Film: Scarecrow (1973)
Stars: Gene Hackman, Al Pacino, Eileen Brennan, Ann Wedgeworth, Richard Lynch
Director: Jerry Schatzberg
Oscar History: No nominations, but it did win the Palme d'Or
Snap Judgment Ranking: 3/5 stars
We're taking a mild detour in our conversation about the films of 1973 today. This film is, indeed, from 1973, but it is not Oscar-nominated. I keep a list of every Oscar-nominated film that I've never seen, but also on the list is every Palme d'Or winner I've never seen, and I didn't fact check, so we'll have this as one of our five 1973 movies this week (the last one, I promise, will close with an Oscar nominee). It's a good question as to why this wasn't nominated, though. At the time, Al Pacino & Gene Hackman were major stars, and had certainly gotten Oscar's blessing. Two years prior Hackman had won Best Actor for The French Connection and the year before this came out Pacino had gotten his first citation for The Godfather (which he had to have at least been close to winning for). What was it about Scarecrow that kept Oscar at bay, but made Cannes give it the top prize? Let's find out.
(Spoilers Ahead) The film is about two drifters: Max (Hackman), a hot-tempered felon who is just out of prison, and Lion (Pacino), an immature guy (but in an endearing way) who seems to view the world with a weird sense of innocence and hope. The two set off on an adventure to Philadelphia, where Max has socked away enough money that they can start a carwash together, but in the process they meet multiple women including a girl Max woos at a bar (Brennan) and then another who seems like she might be a more permanent love interest named Frenchy (Wedgeworth). Max gets into a fight with Frenchy's ex-boyfriend at a bar, which lands them in a prison farm for a month, and on that prison farm Lion, abandoned by Max who blamed him for the arrest, is sexually assaulted by a man who claimed he was trying to be his friend. Afterwards, Lion is angry and no longer sees the world as a place of hope, and their roles are reversed, with Max now trying to keep Lion happy. This ends badly-Lion ends up having a breakdown and is institutionalized, with Max, now seeing him as his one true friend, vowing to get him out one day and paying for him to get better.

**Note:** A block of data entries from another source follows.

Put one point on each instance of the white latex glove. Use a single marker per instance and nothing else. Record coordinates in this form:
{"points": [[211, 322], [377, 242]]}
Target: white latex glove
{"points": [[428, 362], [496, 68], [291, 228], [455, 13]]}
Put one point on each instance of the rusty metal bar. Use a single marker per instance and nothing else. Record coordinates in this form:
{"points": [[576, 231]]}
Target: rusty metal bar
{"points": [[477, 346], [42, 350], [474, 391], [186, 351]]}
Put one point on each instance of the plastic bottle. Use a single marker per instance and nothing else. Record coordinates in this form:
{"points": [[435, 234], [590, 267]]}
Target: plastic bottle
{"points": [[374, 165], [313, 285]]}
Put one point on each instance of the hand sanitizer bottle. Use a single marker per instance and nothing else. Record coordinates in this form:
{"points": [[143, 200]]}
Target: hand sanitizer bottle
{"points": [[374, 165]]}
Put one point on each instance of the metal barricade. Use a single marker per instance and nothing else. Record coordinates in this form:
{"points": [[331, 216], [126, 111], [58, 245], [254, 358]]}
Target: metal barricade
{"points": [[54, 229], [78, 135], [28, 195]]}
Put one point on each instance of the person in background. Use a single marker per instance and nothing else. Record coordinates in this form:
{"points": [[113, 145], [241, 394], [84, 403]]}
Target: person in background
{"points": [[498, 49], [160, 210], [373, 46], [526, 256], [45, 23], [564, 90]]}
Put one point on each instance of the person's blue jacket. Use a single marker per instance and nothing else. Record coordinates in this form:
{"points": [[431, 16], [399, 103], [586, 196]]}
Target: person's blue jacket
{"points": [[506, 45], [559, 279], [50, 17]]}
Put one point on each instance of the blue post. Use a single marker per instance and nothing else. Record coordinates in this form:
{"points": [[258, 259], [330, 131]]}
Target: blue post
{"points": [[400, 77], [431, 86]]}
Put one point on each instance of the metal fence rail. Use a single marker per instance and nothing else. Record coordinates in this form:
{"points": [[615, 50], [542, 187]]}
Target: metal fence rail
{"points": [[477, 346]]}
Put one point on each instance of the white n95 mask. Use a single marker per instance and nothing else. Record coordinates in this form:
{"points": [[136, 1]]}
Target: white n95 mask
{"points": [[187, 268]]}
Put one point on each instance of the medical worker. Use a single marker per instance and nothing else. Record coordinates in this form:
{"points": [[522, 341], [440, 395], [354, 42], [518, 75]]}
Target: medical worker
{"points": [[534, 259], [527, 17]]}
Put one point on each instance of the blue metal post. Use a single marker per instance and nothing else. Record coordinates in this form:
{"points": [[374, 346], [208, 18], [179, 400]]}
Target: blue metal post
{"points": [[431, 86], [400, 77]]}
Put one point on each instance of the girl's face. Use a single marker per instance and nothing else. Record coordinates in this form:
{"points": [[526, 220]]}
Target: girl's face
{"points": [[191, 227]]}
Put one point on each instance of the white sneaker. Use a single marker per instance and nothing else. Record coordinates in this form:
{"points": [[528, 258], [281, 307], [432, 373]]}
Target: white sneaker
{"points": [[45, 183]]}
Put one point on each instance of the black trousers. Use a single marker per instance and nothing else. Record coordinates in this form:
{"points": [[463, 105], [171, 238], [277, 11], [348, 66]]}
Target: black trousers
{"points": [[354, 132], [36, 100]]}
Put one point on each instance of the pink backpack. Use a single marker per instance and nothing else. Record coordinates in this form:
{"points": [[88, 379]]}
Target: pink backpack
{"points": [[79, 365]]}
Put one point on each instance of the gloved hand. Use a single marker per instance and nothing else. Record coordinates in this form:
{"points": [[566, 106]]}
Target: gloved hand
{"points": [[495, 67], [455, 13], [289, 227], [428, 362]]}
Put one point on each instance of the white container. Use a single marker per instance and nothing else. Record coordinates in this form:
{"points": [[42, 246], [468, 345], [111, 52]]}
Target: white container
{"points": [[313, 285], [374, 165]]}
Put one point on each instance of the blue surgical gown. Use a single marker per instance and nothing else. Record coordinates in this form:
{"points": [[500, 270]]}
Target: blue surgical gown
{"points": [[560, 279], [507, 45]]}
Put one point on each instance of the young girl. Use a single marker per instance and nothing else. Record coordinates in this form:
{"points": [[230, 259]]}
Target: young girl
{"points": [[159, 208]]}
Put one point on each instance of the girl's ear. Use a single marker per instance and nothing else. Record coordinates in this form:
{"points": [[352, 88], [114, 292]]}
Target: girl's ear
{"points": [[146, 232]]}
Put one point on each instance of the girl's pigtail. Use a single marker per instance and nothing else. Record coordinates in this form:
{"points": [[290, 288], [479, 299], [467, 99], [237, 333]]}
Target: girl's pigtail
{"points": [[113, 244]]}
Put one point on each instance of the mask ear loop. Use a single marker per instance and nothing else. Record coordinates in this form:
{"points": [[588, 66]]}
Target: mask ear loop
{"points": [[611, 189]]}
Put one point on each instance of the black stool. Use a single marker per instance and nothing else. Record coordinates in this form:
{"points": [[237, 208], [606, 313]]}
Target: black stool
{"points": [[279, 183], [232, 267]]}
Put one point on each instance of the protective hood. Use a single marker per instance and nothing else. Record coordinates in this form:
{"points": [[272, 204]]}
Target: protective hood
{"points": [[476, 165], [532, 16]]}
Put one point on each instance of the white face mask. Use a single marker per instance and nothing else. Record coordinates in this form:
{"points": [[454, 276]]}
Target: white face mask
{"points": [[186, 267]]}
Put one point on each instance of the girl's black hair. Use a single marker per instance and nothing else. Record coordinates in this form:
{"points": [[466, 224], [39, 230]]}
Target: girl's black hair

The film is grim, as you can tell, and was not a hit at the time, which likely made it harder for Oscar to bless (Pacino's other movie that year, Serpico, was a huge hit and much friendlier with AMPAS). It's also a bit dated, to be honest. The film runs rampant with homophobia, with Richard Lynch's Riley the only outwardly "queer" character in the film (though there's an element to Max & Lion's friendship that could be read for some Celluloid Closet code), and of course he's the film's rapist. Additionally, the only thing the female characters are expected to provide is cleavage, and it does have that aura of a Seventies film that the only important things that happen are to people who are miserable.
But this isn't a bad film by any stretch, and the leads are great. Hackman is probably a bit better, getting the simpler role but making it sing. There's something weird about seeing the more collected Hackman playing the hothead and Pacino getting the sweet novice (a few years later, these roles surely would've been reversed), but it works for Hackman, whose Max has a sense of entitlement and anger at the world that informs his worldview, but feels well-earned. Pacino is good, though not quite as good as he'd be consistently at the time-it's hard to grade an Al Pacino performance that's solid but not groundbreaking when you know that there's roles like Michael Corleone and Sonny Wortzik just sitting around within a year or two ready for the taking. But this is definitely a film that I get why it was both critically-lauded and commercially-unsuccessful...even if I'm kind of in the middle on both.